HARTFORD, Conn. — The fallout from the biggest white-collar federal prosecution in Connecticut is being felt a continent away in Venezuela, where hundreds of millions of dollars from a state oil workers' pension fund were invested with a now disgraced financier.
U.S. prosecutors say Francisco Illarramendi, a Venezuelan-American, used unregistered hedge funds in Stamford, Conn., as cover for a massive Ponzi scheme with exclusively overseas clients.
Venezuela's government is taking steps to recover what it can from the employee retirement fund for Petroleos de Venezuela, or PDVSA, which contributed about 90 percent of the total investment. The South American country's oil minister, Rafael Ramirez, said the government is sending lawyers to join proceedings in the U.S.

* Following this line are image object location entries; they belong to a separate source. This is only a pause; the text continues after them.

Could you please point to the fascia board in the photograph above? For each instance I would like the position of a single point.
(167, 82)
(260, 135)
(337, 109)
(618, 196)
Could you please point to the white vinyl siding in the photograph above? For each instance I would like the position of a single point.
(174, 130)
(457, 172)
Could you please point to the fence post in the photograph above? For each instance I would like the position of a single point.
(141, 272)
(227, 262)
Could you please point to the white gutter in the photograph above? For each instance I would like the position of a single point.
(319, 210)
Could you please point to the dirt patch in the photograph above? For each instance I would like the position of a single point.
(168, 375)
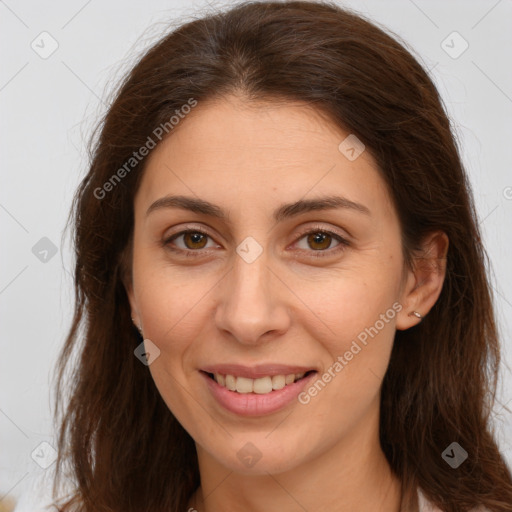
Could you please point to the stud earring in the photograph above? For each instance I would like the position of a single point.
(139, 328)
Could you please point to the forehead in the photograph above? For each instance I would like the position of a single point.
(231, 148)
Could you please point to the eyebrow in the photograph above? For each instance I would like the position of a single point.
(285, 211)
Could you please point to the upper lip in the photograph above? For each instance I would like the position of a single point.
(257, 371)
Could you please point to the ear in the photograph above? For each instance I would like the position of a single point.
(424, 281)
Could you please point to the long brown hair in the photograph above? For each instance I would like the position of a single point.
(119, 443)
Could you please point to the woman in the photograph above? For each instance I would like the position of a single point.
(281, 298)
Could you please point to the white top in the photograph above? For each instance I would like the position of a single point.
(38, 498)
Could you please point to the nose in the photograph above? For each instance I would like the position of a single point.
(251, 305)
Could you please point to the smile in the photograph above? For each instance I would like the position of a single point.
(258, 390)
(261, 386)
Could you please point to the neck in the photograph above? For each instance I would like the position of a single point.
(352, 475)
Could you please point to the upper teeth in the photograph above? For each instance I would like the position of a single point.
(261, 386)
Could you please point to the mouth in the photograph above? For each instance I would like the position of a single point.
(261, 385)
(256, 391)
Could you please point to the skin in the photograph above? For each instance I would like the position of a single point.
(287, 306)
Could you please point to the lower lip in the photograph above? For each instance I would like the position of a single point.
(253, 404)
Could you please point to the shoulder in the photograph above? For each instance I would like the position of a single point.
(425, 506)
(37, 496)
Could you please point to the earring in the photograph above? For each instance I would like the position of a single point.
(139, 328)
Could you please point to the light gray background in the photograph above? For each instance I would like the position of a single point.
(49, 106)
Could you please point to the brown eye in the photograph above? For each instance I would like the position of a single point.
(194, 240)
(319, 241)
(191, 241)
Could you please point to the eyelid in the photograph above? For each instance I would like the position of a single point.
(342, 239)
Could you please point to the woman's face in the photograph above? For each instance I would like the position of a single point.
(291, 299)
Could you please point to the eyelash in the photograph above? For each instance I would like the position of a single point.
(320, 253)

"Our primary action has to do with salvaging the funds from what is there and supporting our workers," Ramirez said in a TV interview over the weekend. He said the oil company would make up any of the pension fund's losses.
Authorities have not put a dollar figure on the scale of the fraud, but the federal Securities and Exchange Commission said in its complaint that the gap between the funds' liabilities and assets could reach hundreds of millions of dollars. During the SEC investigation, it said, Illarramendi provided a false letter from an accountant in Venezuela in an attempt to verify $275 million in assets that did not exist.
The attorney assigned to unravel the fraud is still reviewing how much is lost. The court-appointed receiver said in a request for assistance last week that it needs to review 350,000 pages of documents from the computers of Illarramendi's holding company, the Michael Kenwood Group, and 86 boxes of files.
"We are focused on recovering and safeguarding all available assets for the benefit of the stakeholders of the Receivership Estate," said the receiver, John Carney of the New York law firm Baker & Hostetler, who declined to comment further.
Illarramendi, 42, of New Canaan, Conn., faces up to 70 years in prison after pleading guilty on March 7 to criminal charges including several counts of fraud and conspiracy to obstruct justice. Prosecutors say he transferred money among investment accounts without telling clients and falsified documents to deceive investors, creditors and the SEC.
He posted properties in New Canaan, New York City and Bethesda, Md., as collateral for bond and has been ordered to remain under home confinement. A sentencing date has not been scheduled. His attorney, John Gleason, said he could not comment, and Illarramendi did not respond to messages.
In a state with one of the world's highest concentrations of hedge fund managers, Connecticut U.S. Attorney David Fein said the case stands out as the largest white-collar prosecution ever brought by his office.
All the investors were overseas, but the scandal has dealt a blow to startup technology companies inside the U.S. that relied on investments from Illarramendi's group. One of them, NuScale Power Inc. of Corvallis, Ore., which is developing a design for small nuclear reactors, has been forced to reduce its workforce as it seeks new financial backers.
The people who stand to lose the most, however, are in Venezuela, where opponents of President Hugo Chavez have accused PDVSA officials of hiring Illarramendi to speculate on financial markets using the employee retirement fund. Ramirez has rejected those allegations as false and politically motivated.
Ramirez said the government had a contract with Illarramendi as an adviser, but those ties were severed in 2004.
"He's a man who has no relation with PDVSA," Ramirez said in the interview with Venezuela's Televen TV channel.
Jerome Fortinsky and Lindi Beaudreault, attorneys for the PDVSA retirement fund in New York, declined to comment.
Gustavo Coronel, an energy consultant in Venezuela and a former PDVSA executive, said the bad investment reflects disorder at the state oil company that has suffered from production losses, the siphoning of money from the executive branch and rising cases of corruption.
"The crime is that the funds should not have been used for speculation and invested in high-risk projects," Coronel said.
A financial analyst in Caracas, Russ Dallen, said despite the huge sums involved, the outcry over the oil workers' potential losses has been muted.
"It's an incredible amount of money," said Dallen, the head of Caracas capital markets at BBO investment bank in Venezuela. "It's amazing no one in the Venezuelan government is talking about it."
Associated Press writer Ian James contributed to this report from Caracas, Venezuela.